Observations of the Clear-Sky Spectral Longwave Feedback at Surface
Temperatures Between 210K and 310K
Abstract
The longwave feedback λ characterizes how Earth’s outgoing longwave
radiation changes with surface temperature Ts, making it an important
quantity to estimate Earth’s climate sensitivity. Compared to the
traditionally studied λ, its spectrally resolved counterpart λν offers
deeper insights into the underlying physical processes. Both λ and λν
are known to vary with Ts, but this Ts dependence has so far only been
investigated using models. Here, we derive the clear-sky spectral
longwave feedback λν for surface temperatures Ts between 210K and 310K
based on observations of the AIRS instrument onboard the Aqua satellite.
We disentangle the radiative signatures of the atmospheric general
circulation by simulating λν based on a single-column model with
different degrees of idealization. We find that at low Ts, the observed
λν is dominated by the surface response and sensitive to biases in
Earth’s skin temperature.
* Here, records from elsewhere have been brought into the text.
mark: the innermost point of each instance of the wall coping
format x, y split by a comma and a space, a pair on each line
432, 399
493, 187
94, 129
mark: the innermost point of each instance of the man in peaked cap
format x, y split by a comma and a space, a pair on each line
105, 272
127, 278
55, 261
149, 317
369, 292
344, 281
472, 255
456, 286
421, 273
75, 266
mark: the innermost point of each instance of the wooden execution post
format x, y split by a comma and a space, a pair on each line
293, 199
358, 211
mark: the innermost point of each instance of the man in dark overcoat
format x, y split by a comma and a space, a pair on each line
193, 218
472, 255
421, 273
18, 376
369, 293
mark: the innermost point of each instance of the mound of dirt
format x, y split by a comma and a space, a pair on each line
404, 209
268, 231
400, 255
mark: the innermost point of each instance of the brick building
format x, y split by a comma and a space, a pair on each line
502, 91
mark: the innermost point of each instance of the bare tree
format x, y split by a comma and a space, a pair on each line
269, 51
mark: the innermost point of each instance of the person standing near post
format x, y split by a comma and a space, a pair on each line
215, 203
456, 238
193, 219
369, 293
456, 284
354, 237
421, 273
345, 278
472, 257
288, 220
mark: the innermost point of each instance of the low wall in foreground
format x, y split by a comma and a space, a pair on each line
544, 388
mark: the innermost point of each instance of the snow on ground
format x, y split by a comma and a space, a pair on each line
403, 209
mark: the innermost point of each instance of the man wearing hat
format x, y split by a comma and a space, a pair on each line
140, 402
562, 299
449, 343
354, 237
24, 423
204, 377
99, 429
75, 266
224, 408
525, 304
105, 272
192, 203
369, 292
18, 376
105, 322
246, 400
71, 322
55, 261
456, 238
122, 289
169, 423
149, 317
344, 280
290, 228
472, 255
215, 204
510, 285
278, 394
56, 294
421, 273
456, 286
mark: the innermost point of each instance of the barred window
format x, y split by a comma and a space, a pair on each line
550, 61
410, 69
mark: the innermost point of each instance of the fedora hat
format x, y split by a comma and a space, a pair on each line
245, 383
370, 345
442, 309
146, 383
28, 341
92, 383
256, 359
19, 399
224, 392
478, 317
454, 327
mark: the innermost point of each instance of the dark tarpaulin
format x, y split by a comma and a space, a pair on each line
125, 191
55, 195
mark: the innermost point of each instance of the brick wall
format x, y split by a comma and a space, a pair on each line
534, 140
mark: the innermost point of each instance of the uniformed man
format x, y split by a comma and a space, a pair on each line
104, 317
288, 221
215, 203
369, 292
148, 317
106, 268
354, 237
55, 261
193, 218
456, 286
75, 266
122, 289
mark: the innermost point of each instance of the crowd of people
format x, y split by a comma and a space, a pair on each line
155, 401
At higher Ts, changes in atmospheric
temperature and humidity, as well as their vertical distribution, play
an important role in shaping λν . These changes impact both the
absorption of surface emission in the atmospheric window and the
atmospheric emission in the water vapor and CO2 absorption bands. Our
results demonstrate that we can fully understand the observed λν at a
wide range of Ts using a simple conceptual model of Earth’s atmosphere.
This understanding can be used to better constrain changes in R and T
with warming in Earth’s climate using satellite observations, as well as
for paleoclimate and exoplanet studies.